Es probable que si esto se entendiera de tal manera, o sea que la cúpula perredeísta tuviera clara conciencia de esa visión y, por tanto, un compromiso ineludible de buscar siempre la unidad partidaria, el PRD no estuviera atravesando por esta penosa etapa de desgarramiento interno.
Paradójicamente, una organización que ha jugado estelares episodios para el fortalecimiento de la institucionalidad en el país, ha sido incapaz de resolver sus problemas internos y cada día avanza, casi de forma irreversible, hacia la división definitiva.
El ambiente que ha dominado al PRD en los últimos tiempos se asemeja mucho a una casa de orates o a lo que ocurre en una embarcación que queda al garete, sin rumbo ni destino, con dos timoneles a bordo que no logran ponerse de acuerdo.
Aunque legítimos, los proyectos presidenciales que afloran y las proclamas que hacen en este momento lucen fuera de lugar, toda vez que pretenden moverse en un navío que sigue a la deriva por una crisis interna que no ha podido ser superada.
¿Cómo es posible llevar adelante esos proyectos en medio de la crucial tarea inconclusa de buscar la unidad? ¿No se corre un serio peligro de resquebrajar aún más los fragmentos provocados por irracionales enfrentamientos entre sus dirigentes?
Todas estas preguntas bullen en los corrillos políticos y en diferentes círculos de opinión pública, mientras la confrontación sigue siendo el estandarte y el signo más visible en el partido del jacho prendido.
Los que sin visión excluyente, grupal o partidaria ni pasión política aprecian al PRD por su histórica contribución a la democracia nacional, observan con mucha pena y preocupación la situación por la que atraviesa el partido blanco.
Fuera de sus conflictos y rebatiñas internas, que han sido una constante desde su fundación, es innegable el aporte del PRD a la conquista y defensa de las libertades públicas en el país, y su debilitamiento le impediría seguir jugando un rol de primer orden en la correlación de fuerzas políticas.
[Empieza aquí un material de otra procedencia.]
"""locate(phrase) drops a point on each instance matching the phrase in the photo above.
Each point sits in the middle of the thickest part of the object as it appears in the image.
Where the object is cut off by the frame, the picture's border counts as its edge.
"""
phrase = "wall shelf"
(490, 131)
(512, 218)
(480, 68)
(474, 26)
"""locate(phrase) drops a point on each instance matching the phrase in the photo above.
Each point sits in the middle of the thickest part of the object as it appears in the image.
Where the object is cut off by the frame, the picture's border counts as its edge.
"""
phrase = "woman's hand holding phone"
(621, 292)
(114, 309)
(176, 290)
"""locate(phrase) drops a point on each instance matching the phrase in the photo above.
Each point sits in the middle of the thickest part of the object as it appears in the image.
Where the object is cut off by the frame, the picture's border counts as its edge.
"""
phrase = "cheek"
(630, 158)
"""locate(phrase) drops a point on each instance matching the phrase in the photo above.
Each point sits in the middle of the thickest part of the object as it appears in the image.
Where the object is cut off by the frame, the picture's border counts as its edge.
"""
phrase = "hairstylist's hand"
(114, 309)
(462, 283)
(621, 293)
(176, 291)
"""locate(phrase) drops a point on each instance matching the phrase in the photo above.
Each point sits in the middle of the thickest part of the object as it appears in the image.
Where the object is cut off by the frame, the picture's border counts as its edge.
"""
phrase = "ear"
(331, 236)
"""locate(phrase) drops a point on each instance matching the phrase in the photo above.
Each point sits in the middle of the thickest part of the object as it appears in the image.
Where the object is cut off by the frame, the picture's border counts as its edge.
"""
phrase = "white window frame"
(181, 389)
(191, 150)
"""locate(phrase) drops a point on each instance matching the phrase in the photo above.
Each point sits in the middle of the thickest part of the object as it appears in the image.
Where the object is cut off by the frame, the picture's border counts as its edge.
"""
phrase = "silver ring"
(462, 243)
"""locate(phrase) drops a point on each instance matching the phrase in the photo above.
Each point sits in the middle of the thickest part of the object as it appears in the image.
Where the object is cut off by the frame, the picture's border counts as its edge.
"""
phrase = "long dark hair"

Quienes más deberían entender esto y reencauzar ese partido por rutas de reconciliación y unidad deberían ser sus principales dirigentes, dejando atrás facciones o ambiciones desbordadas para dar paso a un clima de equilibrio y entendimiento.
Los perredeístas, en especial su dirigencia histórica y la que controla actualmente sus principales organismos, deberían deponer su actitud y dirimir sus diferencias sin la posibilidad de actos de canibalismo político, tomando en cuenta que el PRD no es propiedad de ningún grupo en particular.
El debilitamiento de un partido de gran arraigo popular como el PRD sería un golpe para la democracia y la alternabilidad en el poder, que es consustancial al ejercicio democrático y abriría las puertas a tránsfugas y mercaderes que montan partidos como tiendas de campaña para ofrecerlas al mejor postor. Es hora que de la prudencia y la serenidad se impongan.